Instalado en París a partir de 1960, donde se mediría, confraternizaría e intercambiaría ideas con artistas como Pozo, Vasarely, Tinguely, De Marco y Le Parc, lo conseguirá al integrar el continuo espacio-temporal en sus piezas, que no fijan un instante concreto, sino que muestran infinitas posibilidades según la luz, la distancia y la velocidad a la que nos movamos, dando fe de lo cambiante de la realidad. “Por eso, y porque se realiza en el espacio y en el tiempo, su obra es en sí misma la realidad”, dice su hijo.
Sostenía el artista que ninguna de las teorías formuladas sobre el color era totalmente cierta.

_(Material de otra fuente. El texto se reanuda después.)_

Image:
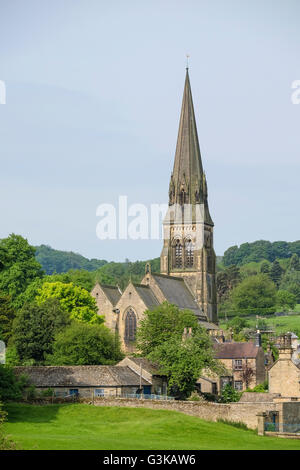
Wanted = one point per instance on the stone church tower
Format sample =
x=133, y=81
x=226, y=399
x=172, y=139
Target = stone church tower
x=188, y=227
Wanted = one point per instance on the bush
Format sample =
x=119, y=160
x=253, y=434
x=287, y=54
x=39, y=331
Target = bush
x=229, y=394
x=5, y=442
x=237, y=424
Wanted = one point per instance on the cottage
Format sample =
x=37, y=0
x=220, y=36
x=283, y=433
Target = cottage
x=284, y=374
x=144, y=368
x=245, y=365
x=87, y=381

De las suyas derivan estas verdades: que allí donde colisionan dos planos de color vibra una sinfonía de matices contenida en una línea más oscura (“módulo de acontecimiento cromático”, sobre el que basó su principio del color aditivo), la cual surge como ilusión óptica; que el color virtual (el que permanece en la retina y provoca cierta “inducción cromática” al observar otro) es tan real como el físico (fisiocromía, resultado de la trampa de luz) y que lo importante será siempre el acontecimiento visual (por interferencia, saturación o transposición cromáticas). “De ahí su principal contribución al cinetismo desde los setenta: hacer del arte una experiencia participativa antes que contemplativa”, cuenta el hijo.
Son sus intervenciones urbanas, en espacios institucionales y privados, los que dan la medida de su conciencia social, activa ya desde sus inicios, cuando le daba a la pintura figurativa y a la fotografía para denunciar la miseria que veía en los barrios más deprimidos de Caracas (inútilmente, confesaría). “El arte es comunicación: lo que digo, lo que hago es consumo para la sociedad”, constató. Normal que haya quien lo considere pionero del street-art.
De darle continuidad a su invención del arte como servicio público se ocupan el taller parisino y la fundación homónima establecida en Houston en 2005, que ahora dirigen sus hijos e invo- lucra a sus nietos. Tienen trabajo “para varias generaciones”, dice Cruz-Diez Jr.
Uno reciente: el 11 de la madrileña calle Montalbán, en el edifico de la antigua Azucarera Nacional reconvertido en inmueble de lujo (allí se ubica ese ático tríplex que el pasado abril batía récords al venderse por 14,6 millones de euros, de los que parte pueden atribuirse a las piezas del caraqueño incluidas en la vivienda). Y el más reciente acaba de inaugurarse en Mahón: la intervención en clave de color aditivo de los pasos de peatones al final de la escalinata del Parque Rochina que lleva al puerto, el complemento urbano de la monográfica que la sede menorquina de la galería Cayón le dedica hasta el 27 de agosto. Para encender todos los colores que están en el aire, pero tenemos apagados.